|Written by Administrator|
|Sunday, 25 May 2008|
Henningsen House, 2000
Modern log houses originated some 80 years ago, when Bruce Ward, a Houlton, Maine telegraph pole dealer, built a log cabin kit for himself from surplus cedar poles. Soon friends and neighbors were asking him for cabin kits too. The company he founded, Ward Cedar Log Homes, grew rapidly and today they still manufacture log homes and cabins in the same northern Maine town.
The idea for this contemporary log house was born when Tom and Jayne Henningsen (the original, and current, owners) decided to build a garage large enough to accommodate their Recreational Vehicle. The structure was to be built using an innovative polysteel system, a technique that employed styrofoam forms that could be interlocked (much like Lego Blocks) to form the walls. Once assembled by Integrity Construction of Murrysville, concrete was poured into the hollow walls, which became well insulated by their sandwiching styrofoam sheets. The exterior was then sheathed in mortar and faux stone.
As they planned the construction, the Henningsen’s quickly saw that the site they had in mind would be ideal for a house, and so began to plan for a log house to be built as a second floor on top of what would then become a spacious garage/basement. They chose a design from the Ward Company’s plan book – the Sedona, which was modified to the family’s specifications. The component parts were then shipped from the factory to the site on Logan’s Ferry Road, where the Katinsky Construction Company of Trafford built the house in 2000.

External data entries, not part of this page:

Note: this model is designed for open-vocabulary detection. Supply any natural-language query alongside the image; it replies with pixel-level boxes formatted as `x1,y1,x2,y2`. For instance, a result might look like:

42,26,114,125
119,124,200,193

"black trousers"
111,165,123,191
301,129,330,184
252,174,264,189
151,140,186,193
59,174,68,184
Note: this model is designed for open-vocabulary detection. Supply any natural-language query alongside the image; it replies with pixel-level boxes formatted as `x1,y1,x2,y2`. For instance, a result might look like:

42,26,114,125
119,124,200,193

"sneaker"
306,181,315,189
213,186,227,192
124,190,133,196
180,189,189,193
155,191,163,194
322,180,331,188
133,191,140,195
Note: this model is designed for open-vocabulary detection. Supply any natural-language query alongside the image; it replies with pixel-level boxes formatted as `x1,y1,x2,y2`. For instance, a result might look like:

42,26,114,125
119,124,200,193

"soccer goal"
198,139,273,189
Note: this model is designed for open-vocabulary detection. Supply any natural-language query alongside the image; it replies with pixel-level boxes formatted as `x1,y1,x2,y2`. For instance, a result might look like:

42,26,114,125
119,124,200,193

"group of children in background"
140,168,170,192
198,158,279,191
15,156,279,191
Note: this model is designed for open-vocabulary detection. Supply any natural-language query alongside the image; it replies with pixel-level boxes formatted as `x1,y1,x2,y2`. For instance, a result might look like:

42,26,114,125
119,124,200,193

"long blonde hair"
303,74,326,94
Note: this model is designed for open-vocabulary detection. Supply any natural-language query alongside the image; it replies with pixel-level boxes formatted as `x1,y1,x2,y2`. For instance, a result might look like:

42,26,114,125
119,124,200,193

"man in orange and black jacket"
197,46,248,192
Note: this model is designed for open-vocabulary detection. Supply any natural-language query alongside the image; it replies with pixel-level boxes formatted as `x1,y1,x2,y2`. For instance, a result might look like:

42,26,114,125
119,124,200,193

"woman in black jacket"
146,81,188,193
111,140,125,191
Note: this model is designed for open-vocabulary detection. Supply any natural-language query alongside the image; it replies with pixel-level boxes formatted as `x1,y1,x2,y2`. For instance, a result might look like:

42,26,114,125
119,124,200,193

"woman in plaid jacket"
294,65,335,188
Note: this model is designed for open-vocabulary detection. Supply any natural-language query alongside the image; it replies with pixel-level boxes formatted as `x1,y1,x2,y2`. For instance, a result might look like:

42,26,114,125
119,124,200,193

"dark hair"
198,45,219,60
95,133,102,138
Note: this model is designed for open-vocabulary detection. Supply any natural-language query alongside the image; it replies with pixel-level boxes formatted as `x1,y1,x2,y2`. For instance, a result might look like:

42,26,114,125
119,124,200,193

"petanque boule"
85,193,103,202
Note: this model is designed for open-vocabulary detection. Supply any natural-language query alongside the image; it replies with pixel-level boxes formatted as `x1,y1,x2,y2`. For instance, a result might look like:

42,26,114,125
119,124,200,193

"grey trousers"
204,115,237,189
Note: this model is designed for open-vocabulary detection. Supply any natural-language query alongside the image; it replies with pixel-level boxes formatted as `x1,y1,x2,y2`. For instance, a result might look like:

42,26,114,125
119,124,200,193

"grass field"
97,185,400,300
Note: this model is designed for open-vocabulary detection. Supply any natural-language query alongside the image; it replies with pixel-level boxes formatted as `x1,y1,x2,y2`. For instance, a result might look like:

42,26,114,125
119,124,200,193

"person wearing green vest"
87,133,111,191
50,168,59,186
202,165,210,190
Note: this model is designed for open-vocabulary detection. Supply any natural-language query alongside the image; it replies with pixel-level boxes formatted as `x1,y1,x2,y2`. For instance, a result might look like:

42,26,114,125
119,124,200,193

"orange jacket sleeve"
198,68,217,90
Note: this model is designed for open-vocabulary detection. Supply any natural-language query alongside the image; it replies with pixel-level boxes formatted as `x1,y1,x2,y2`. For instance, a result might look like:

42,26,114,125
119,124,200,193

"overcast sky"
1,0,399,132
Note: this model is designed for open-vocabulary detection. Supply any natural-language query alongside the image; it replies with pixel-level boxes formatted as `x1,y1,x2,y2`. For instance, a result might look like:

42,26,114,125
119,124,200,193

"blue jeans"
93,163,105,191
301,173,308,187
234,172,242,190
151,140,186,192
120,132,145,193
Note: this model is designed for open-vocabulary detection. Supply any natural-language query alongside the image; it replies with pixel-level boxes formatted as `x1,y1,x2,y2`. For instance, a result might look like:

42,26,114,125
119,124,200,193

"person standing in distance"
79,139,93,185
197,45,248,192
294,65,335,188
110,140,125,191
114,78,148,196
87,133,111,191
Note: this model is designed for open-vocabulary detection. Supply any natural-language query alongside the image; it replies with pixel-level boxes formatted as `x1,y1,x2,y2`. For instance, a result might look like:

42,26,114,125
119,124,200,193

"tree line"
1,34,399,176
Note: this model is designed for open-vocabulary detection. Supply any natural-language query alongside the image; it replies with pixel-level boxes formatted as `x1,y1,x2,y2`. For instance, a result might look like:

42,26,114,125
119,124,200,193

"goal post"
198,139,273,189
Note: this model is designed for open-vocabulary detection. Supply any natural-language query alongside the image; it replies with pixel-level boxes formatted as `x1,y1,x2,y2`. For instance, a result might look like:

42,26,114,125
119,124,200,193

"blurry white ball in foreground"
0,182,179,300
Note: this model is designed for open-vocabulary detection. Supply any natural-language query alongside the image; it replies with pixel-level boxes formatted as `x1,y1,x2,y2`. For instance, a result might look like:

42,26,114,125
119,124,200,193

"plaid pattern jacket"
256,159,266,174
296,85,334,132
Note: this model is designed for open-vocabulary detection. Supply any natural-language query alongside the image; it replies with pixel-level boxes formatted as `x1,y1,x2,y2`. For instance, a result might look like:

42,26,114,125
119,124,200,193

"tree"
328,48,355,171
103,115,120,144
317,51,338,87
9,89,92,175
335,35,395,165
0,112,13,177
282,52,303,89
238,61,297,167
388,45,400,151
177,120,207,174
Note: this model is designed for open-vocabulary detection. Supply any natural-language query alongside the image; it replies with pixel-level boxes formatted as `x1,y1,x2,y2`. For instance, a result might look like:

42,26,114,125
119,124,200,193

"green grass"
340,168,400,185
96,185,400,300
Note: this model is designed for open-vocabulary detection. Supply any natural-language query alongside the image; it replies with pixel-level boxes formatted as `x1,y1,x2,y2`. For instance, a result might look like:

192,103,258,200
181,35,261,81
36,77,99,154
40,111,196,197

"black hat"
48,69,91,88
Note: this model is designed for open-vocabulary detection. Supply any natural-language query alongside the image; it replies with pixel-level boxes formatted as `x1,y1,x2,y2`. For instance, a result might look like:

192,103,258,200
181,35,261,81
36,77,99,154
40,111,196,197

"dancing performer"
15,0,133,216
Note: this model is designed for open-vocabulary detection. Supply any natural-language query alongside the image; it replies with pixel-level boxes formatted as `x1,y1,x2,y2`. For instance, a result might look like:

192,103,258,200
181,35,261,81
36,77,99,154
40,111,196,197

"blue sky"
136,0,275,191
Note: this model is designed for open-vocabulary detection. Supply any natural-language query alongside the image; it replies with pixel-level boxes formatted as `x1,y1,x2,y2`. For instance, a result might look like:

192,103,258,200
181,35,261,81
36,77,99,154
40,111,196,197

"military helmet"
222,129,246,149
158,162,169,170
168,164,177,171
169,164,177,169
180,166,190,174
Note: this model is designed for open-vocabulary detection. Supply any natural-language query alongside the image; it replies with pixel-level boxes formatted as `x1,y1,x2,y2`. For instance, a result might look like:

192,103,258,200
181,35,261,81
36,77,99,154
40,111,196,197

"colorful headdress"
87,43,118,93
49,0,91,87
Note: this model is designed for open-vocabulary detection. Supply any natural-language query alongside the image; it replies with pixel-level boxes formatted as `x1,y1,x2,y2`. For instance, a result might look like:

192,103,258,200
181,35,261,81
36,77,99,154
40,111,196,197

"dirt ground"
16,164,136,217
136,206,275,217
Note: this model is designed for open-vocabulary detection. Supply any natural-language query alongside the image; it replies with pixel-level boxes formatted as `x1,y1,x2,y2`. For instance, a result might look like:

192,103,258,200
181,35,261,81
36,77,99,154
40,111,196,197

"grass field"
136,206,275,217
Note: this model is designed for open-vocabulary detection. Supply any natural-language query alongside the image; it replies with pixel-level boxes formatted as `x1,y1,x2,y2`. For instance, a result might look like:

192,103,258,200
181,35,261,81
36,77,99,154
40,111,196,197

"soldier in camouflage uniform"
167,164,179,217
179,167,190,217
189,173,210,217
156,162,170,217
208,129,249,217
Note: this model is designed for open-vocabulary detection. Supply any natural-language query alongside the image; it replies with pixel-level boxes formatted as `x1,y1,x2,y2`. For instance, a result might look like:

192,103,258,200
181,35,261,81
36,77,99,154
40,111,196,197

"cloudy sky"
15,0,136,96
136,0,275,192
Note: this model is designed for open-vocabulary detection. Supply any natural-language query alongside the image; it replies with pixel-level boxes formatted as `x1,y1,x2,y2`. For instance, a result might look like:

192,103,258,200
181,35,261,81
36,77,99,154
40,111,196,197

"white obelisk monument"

Today the house stands on a rise overlooking a beautifully landscaped setting. Far from the primitive log cabins of pioneer days, this contemporary home features a modern kitchen, baths, lighting and an energy-efficient heating system. Yet like those early houses, this home continues to take advantage of the natural insulating features of its cedar wood logs which, in this design, are stacked and screwed together. The interior is spacious and airy and continues the rustic motif by leaving exposed the beam and truss construction, and making extensive use of finely crafted pine boards and paneling.
This log house is an excellent example of a modern construction style that has its roots in the 18th century.